The percentage of patients with a complete response was 65.5% among patients treated with ibrutinib and 57.6% among those in the placebo group.

At the current analysis, there was no significant difference in overall survival between the two treatment arms, with a hazard ratio of 1.07 (P = .06).

Wang explained that, “even though the study has been going on for 10 years, we don’t have enough deaths…to evaluate overall survival yet.”

Furthermore, the median age of patients at enrollment was 71 years and is currently 78 years, with “half them over 80 years,” so they are more likely to die of “other causes” than from mantle cell lymphoma, he commented.

He added that if the study had been designed to assess overall survival, it would have been “very different,” requiring 1500 patients and a follow-up of 15-20 years.

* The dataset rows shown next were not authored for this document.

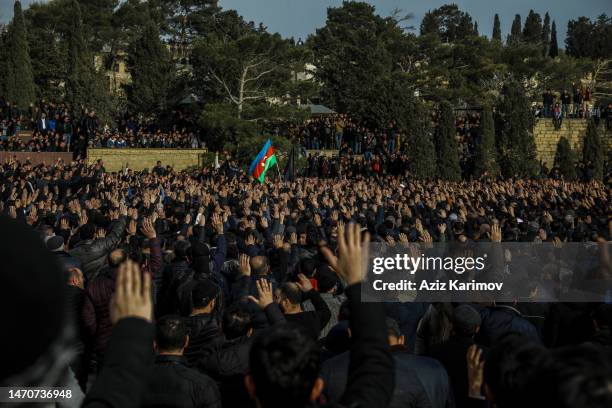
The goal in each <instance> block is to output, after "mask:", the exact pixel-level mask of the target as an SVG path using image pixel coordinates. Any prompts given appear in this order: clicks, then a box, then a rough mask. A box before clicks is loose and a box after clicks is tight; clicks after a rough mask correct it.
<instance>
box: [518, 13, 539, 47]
mask: <svg viewBox="0 0 612 408" xmlns="http://www.w3.org/2000/svg"><path fill="white" fill-rule="evenodd" d="M523 41H525V42H528V43H530V44H539V43H540V41H542V18H541V17H540V14H538V13H536V12H534V11H533V10H529V14H528V15H527V18H526V19H525V27H524V28H523Z"/></svg>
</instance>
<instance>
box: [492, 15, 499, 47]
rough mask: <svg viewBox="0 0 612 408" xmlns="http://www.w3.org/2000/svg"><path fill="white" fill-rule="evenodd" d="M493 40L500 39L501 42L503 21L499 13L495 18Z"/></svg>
mask: <svg viewBox="0 0 612 408" xmlns="http://www.w3.org/2000/svg"><path fill="white" fill-rule="evenodd" d="M491 38H493V41H498V42H500V43H501V22H500V21H499V14H495V18H494V19H493V36H492V37H491Z"/></svg>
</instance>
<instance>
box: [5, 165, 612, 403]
mask: <svg viewBox="0 0 612 408" xmlns="http://www.w3.org/2000/svg"><path fill="white" fill-rule="evenodd" d="M374 160H375V159H374ZM398 168H399V167H398ZM309 176H311V177H304V178H296V179H294V180H287V181H281V180H276V179H271V180H268V182H266V183H265V184H259V183H258V182H256V181H254V180H253V179H251V178H249V176H248V175H246V174H245V173H244V172H242V171H241V170H240V169H239V168H238V167H237V166H235V165H233V164H231V163H227V162H226V163H224V164H223V165H222V166H221V167H220V168H219V169H213V168H204V169H200V170H196V171H192V172H176V171H173V170H172V169H170V168H164V167H162V166H161V165H160V166H158V167H156V168H155V169H153V170H152V171H150V172H149V171H142V172H138V171H133V170H128V169H126V170H125V171H122V172H120V173H109V172H106V171H105V169H104V163H102V162H98V163H96V164H95V165H90V166H87V165H85V164H84V163H83V162H82V161H75V162H72V163H66V162H62V161H61V160H58V161H57V162H56V163H52V164H41V165H37V166H34V165H32V164H30V163H27V162H18V161H16V160H13V159H11V160H9V161H7V162H6V163H2V164H1V165H0V181H1V187H0V212H1V213H2V215H1V216H0V229H1V230H2V232H3V234H0V239H1V240H2V244H1V245H0V248H1V250H2V258H3V263H4V267H5V268H6V269H5V270H6V271H14V272H16V271H19V272H20V273H4V274H2V275H1V277H0V279H2V280H3V282H2V284H0V290H1V291H2V296H0V299H2V302H4V303H3V306H4V307H3V308H2V309H1V310H2V312H1V313H2V320H3V321H5V322H7V323H8V327H15V328H17V327H19V328H20V329H19V330H17V329H13V330H12V331H11V335H10V336H2V342H3V343H2V344H3V346H4V347H2V350H3V352H2V353H3V358H2V361H3V364H2V365H1V367H0V378H2V383H3V384H2V385H43V384H44V385H56V386H62V387H71V389H72V390H74V395H75V399H74V401H73V402H76V401H77V398H81V399H83V406H86V407H103V406H104V407H109V406H112V407H128V406H130V407H131V406H142V407H152V406H160V405H163V406H177V407H178V406H181V407H187V406H190V407H191V406H193V407H220V406H224V407H250V406H257V407H264V408H268V407H274V408H277V407H278V408H280V407H283V408H284V407H309V406H326V407H368V408H376V407H381V408H382V407H387V406H391V407H405V406H411V407H453V406H458V407H485V406H487V405H488V406H496V407H500V408H505V407H517V406H525V407H541V406H556V407H568V408H569V407H572V408H582V407H585V408H586V407H589V408H598V407H606V406H610V404H611V403H612V388H611V387H610V384H612V362H611V360H610V352H611V348H612V343H611V338H610V324H611V322H612V309H611V308H610V305H609V304H603V303H549V304H544V303H517V302H514V303H504V304H499V303H498V304H491V303H461V304H457V303H423V302H406V303H389V304H384V305H383V304H380V303H366V302H361V301H360V285H361V280H362V274H361V271H362V269H363V267H364V265H363V264H362V262H363V260H362V259H363V257H362V256H363V255H364V253H365V252H367V250H368V246H367V242H368V241H372V242H385V243H388V244H389V245H394V244H395V243H398V242H400V243H409V242H425V243H430V242H434V241H435V242H438V241H440V242H459V243H461V242H502V241H504V242H506V241H508V242H530V243H538V242H552V243H555V245H563V244H564V243H569V242H600V243H601V242H607V241H610V237H611V233H612V222H611V221H610V199H609V193H610V190H609V186H610V184H609V182H610V179H609V178H608V179H606V180H604V182H599V181H590V182H566V181H561V180H554V179H546V180H533V181H526V180H505V181H504V180H479V181H469V182H468V181H465V182H460V183H453V182H444V181H417V180H414V179H412V178H410V177H409V175H407V174H405V172H402V171H400V172H398V173H397V174H392V173H391V174H380V173H376V172H374V173H372V174H364V173H363V172H345V173H342V174H338V175H337V177H333V178H332V177H330V178H319V177H312V176H313V175H312V174H309ZM506 262H507V265H506V268H505V270H506V271H507V273H508V274H509V275H512V274H513V273H514V274H520V273H521V271H516V270H514V269H513V268H512V261H511V257H507V258H506ZM603 268H604V269H605V270H604V271H602V273H607V274H609V273H610V268H611V265H610V263H609V259H608V262H607V263H604V264H603ZM3 269H4V268H3ZM542 273H549V272H547V271H542ZM24 321H27V322H28V323H27V324H25V325H24V323H23V322H24ZM13 323H15V324H14V325H13Z"/></svg>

The safety profile of the novel combination was “no surprise,” Wang said, and “consistent with what we’re seeing in daily practice.”

Grade 3/4 treatment-related adverse events were seen in 81.5% of patients treated with ibrutinib and 77.3% of those given placebo, and 47.1% and 48.1%, respectively, experienced grade 3/4 neutropenia.

In the post-presentation discussion, Wang said that approximately 40% of the patients in the placebo group received a BTK inhibitor at progression, and most were given ibrutinib.

He cautioned that the current results cannot be generalized to “other subtypes of lymphoma,” as they are “very different,” with different prognostic factors and different underlying biologies.

The study was funded by Janssen Pharmaceuticals and Pharmacyclics, an AbbVie Company. Wang has reported relationships with multiple companies, as listed in the article. Gralow has reported relationships with Genentech, AstraZeneca, Hexal, Puma Biotechnology, Roche, Novartis, Seagen, and Genomic Health.

ASCO 2022. Presented June 3, 2022. Abstract LBA7502.